Manu Powers enters Hawaii County Council District 7 race in West Hawaii
Manu Powers entered the District 7 race on May 27, putting housing, roads, water and cost of living at the center of the West Hawaii contest.

Manu Powers stepped into the Hawaii County Council District 7 race on May 27 with a message aimed squarely at the everyday pressures shaping Kona and the surrounding communities: housing, affordability, infrastructure and the strain of growth in West Hawaii.
District 7 covers parts of Holualoa, Honona, Kahaluu-Keauhou and most of Kailua-Kona, including Historic Kailua Village, placing the contest in one of the island’s busiest population and business corridors. That stretch of coastline and upland neighborhoods carries some of the county’s sharpest tensions, from limited homes for local families to traffic, flood risk, shoreline stewardship and the demands of commercial development.

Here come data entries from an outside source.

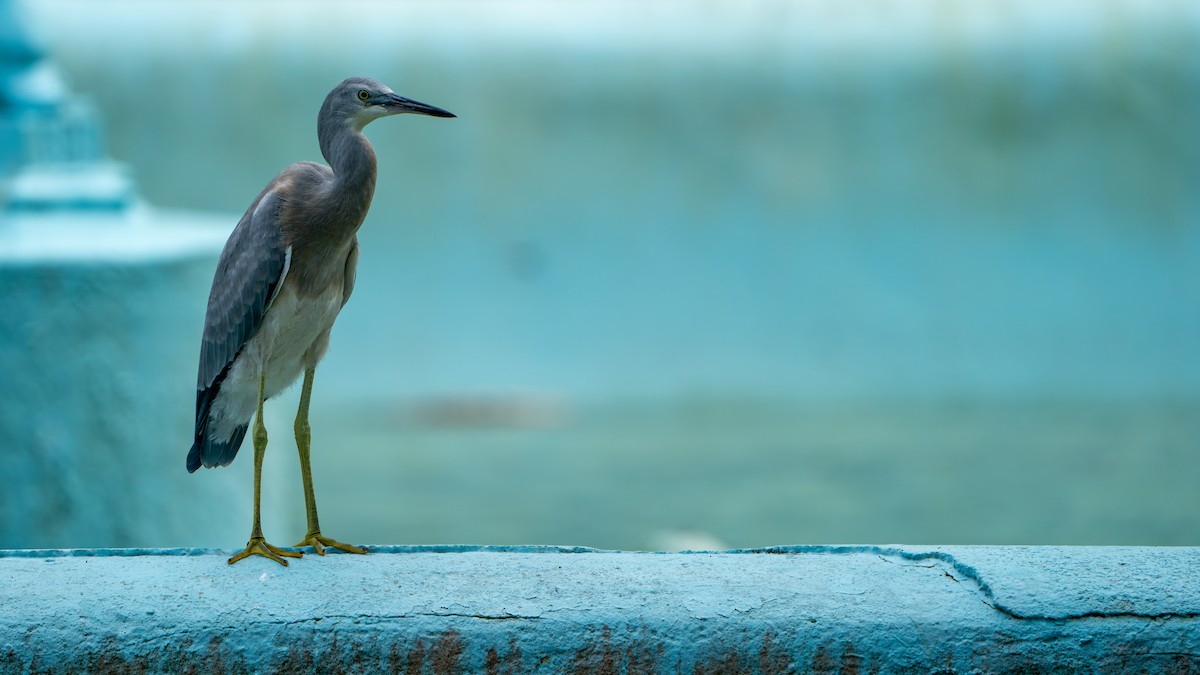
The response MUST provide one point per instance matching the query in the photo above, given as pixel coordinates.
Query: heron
(283, 275)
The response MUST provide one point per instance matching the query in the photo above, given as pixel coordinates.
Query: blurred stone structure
(101, 303)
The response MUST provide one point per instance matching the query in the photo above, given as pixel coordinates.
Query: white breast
(294, 335)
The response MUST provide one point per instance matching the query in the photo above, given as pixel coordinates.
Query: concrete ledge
(545, 609)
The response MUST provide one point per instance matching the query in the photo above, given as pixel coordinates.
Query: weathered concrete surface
(466, 609)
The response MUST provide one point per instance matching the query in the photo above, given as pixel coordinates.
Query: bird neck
(353, 161)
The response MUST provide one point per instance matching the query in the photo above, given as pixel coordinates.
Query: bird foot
(318, 542)
(258, 545)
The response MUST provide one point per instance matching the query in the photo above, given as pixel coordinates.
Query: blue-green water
(749, 473)
(771, 273)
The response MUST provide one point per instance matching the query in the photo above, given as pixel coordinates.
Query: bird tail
(211, 452)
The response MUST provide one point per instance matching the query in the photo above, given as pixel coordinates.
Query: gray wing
(351, 272)
(251, 268)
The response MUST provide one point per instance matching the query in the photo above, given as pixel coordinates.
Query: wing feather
(251, 269)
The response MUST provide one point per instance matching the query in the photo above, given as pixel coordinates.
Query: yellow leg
(304, 443)
(257, 544)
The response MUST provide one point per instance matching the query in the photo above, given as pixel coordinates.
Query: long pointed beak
(397, 103)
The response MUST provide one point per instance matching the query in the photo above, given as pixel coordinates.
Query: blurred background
(707, 274)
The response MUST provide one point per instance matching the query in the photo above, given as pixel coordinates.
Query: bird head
(361, 100)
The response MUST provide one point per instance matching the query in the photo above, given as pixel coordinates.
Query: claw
(318, 542)
(258, 545)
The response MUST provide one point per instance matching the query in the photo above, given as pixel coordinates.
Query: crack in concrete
(966, 572)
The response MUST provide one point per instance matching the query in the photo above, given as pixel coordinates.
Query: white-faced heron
(283, 276)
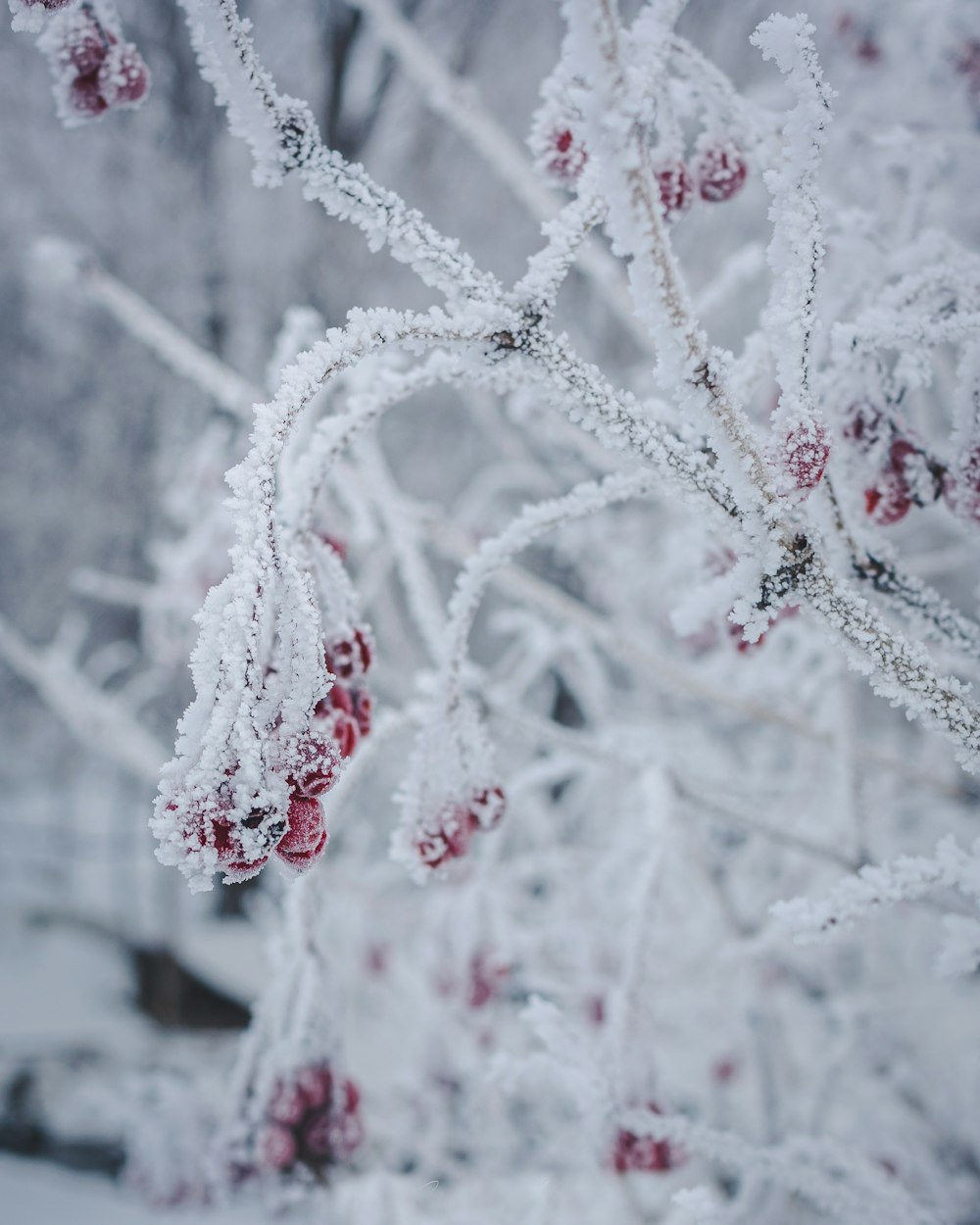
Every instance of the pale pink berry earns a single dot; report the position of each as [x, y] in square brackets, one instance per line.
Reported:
[305, 838]
[277, 1147]
[123, 77]
[676, 189]
[805, 455]
[720, 172]
[567, 157]
[318, 765]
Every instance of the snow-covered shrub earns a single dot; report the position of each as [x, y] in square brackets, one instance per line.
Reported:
[598, 632]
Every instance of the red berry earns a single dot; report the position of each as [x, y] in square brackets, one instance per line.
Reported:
[450, 841]
[486, 808]
[805, 456]
[318, 765]
[676, 189]
[631, 1152]
[307, 837]
[567, 158]
[87, 44]
[720, 172]
[891, 498]
[123, 77]
[352, 1097]
[348, 658]
[863, 425]
[84, 96]
[288, 1102]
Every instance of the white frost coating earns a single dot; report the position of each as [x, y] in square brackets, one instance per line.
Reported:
[452, 755]
[797, 249]
[283, 137]
[878, 886]
[245, 724]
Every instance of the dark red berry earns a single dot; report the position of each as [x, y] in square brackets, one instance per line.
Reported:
[805, 455]
[676, 189]
[567, 157]
[318, 765]
[307, 837]
[631, 1152]
[84, 96]
[87, 44]
[720, 172]
[891, 498]
[450, 839]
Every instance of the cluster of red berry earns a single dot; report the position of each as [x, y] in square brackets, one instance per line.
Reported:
[805, 454]
[906, 476]
[99, 72]
[300, 838]
[718, 172]
[568, 156]
[312, 1120]
[456, 824]
[643, 1152]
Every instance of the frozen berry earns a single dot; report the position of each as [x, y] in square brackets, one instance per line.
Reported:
[676, 189]
[486, 807]
[907, 479]
[86, 44]
[720, 172]
[275, 1147]
[122, 76]
[305, 838]
[288, 1102]
[631, 1152]
[317, 767]
[84, 96]
[567, 156]
[805, 455]
[450, 839]
[317, 1086]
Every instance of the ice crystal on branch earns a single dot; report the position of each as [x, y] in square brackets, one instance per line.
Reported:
[584, 588]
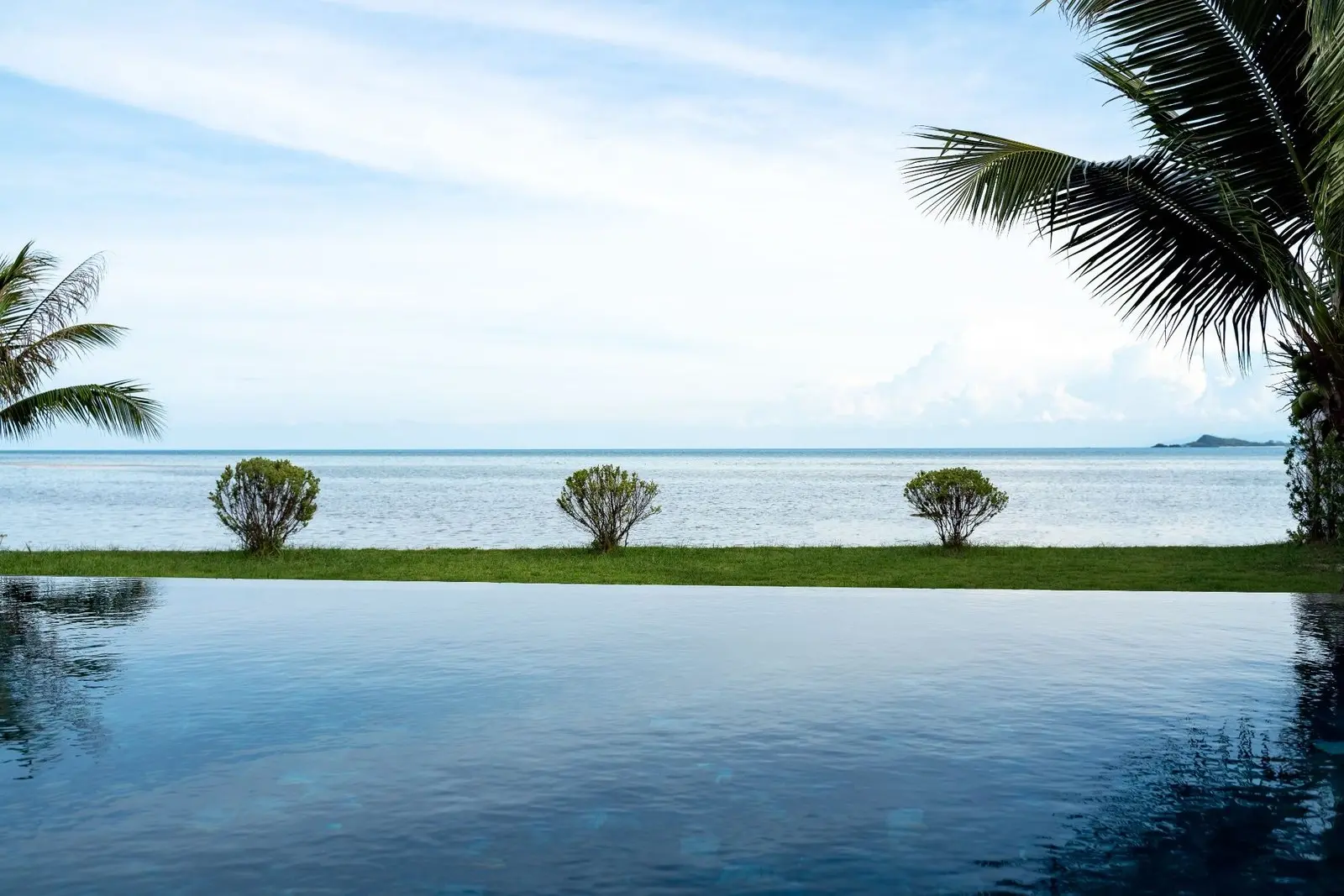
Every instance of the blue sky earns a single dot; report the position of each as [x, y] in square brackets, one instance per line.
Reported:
[460, 223]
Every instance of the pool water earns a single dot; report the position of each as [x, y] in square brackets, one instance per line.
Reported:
[181, 736]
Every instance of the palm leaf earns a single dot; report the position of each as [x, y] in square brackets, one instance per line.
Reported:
[35, 316]
[1147, 234]
[121, 407]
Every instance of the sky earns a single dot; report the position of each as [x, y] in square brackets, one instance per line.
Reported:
[589, 223]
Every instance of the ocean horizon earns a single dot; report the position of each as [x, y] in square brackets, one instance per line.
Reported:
[506, 497]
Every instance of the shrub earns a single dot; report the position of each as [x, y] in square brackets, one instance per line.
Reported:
[1316, 484]
[265, 501]
[606, 503]
[958, 500]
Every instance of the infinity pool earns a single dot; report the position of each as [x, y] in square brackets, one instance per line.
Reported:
[365, 738]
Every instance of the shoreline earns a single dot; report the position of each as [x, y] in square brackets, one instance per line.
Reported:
[1252, 569]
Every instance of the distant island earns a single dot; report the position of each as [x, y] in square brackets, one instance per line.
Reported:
[1215, 441]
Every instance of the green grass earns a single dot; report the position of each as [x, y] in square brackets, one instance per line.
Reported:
[1272, 567]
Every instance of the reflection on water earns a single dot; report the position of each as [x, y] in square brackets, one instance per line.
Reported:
[468, 739]
[1227, 812]
[49, 672]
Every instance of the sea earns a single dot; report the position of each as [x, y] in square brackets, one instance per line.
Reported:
[721, 497]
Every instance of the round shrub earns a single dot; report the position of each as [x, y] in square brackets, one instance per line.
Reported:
[265, 501]
[606, 503]
[958, 500]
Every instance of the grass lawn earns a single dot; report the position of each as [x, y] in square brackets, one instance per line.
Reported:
[1270, 567]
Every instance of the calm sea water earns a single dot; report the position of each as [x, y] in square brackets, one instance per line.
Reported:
[507, 499]
[369, 738]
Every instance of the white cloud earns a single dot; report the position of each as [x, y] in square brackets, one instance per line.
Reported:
[702, 258]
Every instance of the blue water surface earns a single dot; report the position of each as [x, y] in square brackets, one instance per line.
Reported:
[212, 738]
[507, 499]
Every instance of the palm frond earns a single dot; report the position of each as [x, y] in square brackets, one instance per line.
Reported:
[121, 407]
[1226, 74]
[1324, 78]
[24, 371]
[35, 315]
[985, 179]
[19, 278]
[1167, 244]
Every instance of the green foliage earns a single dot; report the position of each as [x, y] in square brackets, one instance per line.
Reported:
[39, 328]
[958, 500]
[1231, 219]
[1265, 569]
[606, 503]
[1315, 464]
[265, 501]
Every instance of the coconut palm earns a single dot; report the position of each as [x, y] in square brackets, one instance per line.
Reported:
[1231, 222]
[39, 328]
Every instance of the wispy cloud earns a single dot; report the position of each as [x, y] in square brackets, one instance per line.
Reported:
[726, 230]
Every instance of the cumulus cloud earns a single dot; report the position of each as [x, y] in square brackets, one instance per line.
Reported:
[521, 214]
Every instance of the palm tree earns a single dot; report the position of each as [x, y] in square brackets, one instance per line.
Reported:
[39, 328]
[1231, 222]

Powers said she wants to focus on creative housing solutions that keep local families in West Hawaii, along with infrastructure improvements, natural-resource protection, support for small businesses and local agriculture, and community safety rooted in cultural respect. Those priorities put her campaign on a direct collision course with the practical questions that often decide county races: where housing gets built, how roads and utilities keep up, how the county responds to flood hazards, and whether residents can afford to stay in the communities where they work and raise children.
Her entry also carried an early signal of support from current District 7 Councilmember Rebecca Villegas, who is term-limited and cannot run again. That endorsement suggests Powers is trying to present herself as a continuation of the district’s current direction rather than a clean break, even as the race opens a broader debate over how well county government has handled growth and the cost of living in West Hawaii.
Powers brings a mix of business and civic roles to the campaign. Raised in Kalapana, she owns a small business in Kailua-Kona and serves as president of the Daughters of Hawaii. She also sits on the Kailua Village Business Improvement District, the Queen Liliuokalani Trust Community Advisory Group, Mayor Kimo Alameda’s Flood Mitigation Task Force, the Healy Foundation, the Ke Kai Ala Foundation and the King Kamehameha Day Celebration Parade Committee.
For District 7 voters, the race is likely to become an early test of which candidate can turn broad promises into measurable positions on housing, road maintenance, water, tourism pressure and the cost of living. In a district that sits at the center of West Hawaii’s growth, the next councilmember will help shape whether that growth is managed for residents or absorbed as another layer of strain.